Türkiye'yi hedef alan Amerikan Foreign Policy dergisi, "Ankara ile Moskova'nın kamuoyu önünde balayı yaşamasına rağmen, kapalı kapılar ardında Suriye konusundaki soğuk savaşın bütün hızıyla sürdüğünü" öne sürdü.
Geçen hafta basına kapalı olarak yapılan BM Güvenlik Konseyi toplantısında, Rusya'nın Türkiye'yi Suriye konusunda ağır şekilde suçladığı öne sürüldü. BM diplomatlarına dayandırılan habere göre, Rusya'nın BM Daimi Temsilcisi Vitaly Churkin, Türkiye'yi, Suriye'deki gruplara silah göndermeye ve teröristlerin Suriye'ye geçişine izin vermeye devam etmekle suçladı.
Dergi, Rus elçinin kapalı kapılar ardındaki suçlamasının kamuoyundan gizlendiğini belirtirken, bu olayın, iki ülkenin kamuoyu önünde savaş baltalarını gömmüş görünmekle birlikte Suriye konusundaki derin rekabetin aynı hızla devam ettiğini ortaya koyduğunu savundu.
ABD'li Büyükelçi itiraf etti: Türkler Mısır ya da Suud gibi söz dinlemiyor
ABD'nin eski Ankara Büyükelçisi James Jeffrey, Türkiye'nin Mısır ve Suudiler gibi ABD'yi dinlemediği için Erdoğan'ın sevilmediğini söyledi.

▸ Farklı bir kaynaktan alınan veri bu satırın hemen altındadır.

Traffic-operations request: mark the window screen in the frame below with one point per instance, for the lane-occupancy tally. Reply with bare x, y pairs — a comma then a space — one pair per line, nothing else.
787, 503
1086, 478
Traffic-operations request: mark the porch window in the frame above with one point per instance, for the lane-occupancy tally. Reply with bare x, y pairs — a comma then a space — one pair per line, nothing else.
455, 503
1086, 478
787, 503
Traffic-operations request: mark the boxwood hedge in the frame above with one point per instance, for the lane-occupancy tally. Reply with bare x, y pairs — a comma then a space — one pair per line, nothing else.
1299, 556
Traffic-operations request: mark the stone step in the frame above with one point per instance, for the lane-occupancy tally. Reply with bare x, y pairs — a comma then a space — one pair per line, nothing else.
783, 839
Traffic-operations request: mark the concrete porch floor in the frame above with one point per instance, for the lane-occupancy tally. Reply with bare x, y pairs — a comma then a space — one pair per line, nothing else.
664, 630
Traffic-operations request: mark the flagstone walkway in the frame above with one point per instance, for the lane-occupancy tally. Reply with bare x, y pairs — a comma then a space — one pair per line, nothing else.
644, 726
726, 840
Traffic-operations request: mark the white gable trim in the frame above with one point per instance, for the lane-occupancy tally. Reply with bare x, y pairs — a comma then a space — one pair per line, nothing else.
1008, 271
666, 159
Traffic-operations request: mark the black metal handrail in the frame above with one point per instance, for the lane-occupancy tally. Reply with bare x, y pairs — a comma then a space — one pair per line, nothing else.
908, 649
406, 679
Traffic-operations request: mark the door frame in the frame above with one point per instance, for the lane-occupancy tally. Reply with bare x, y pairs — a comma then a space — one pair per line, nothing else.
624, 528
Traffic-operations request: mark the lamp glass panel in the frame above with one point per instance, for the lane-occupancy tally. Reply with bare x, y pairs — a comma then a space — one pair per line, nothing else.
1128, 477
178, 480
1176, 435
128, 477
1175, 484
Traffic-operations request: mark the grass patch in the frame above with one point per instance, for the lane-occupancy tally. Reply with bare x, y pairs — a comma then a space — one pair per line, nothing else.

Cumhurbaşkanı Erdoğan'ın ABD ile çatıştığını söyleyen Jeffrey, "Washington'ın Türk hükmetine karşı güvensizliği var, böyle bir ruh hali içindeyken darbe teşebbüsü gündeme geldi" ifadelerini kullanarak ülkesinin Türkiye ve Erdoğan'a karşı tutumunu netleştirmişti.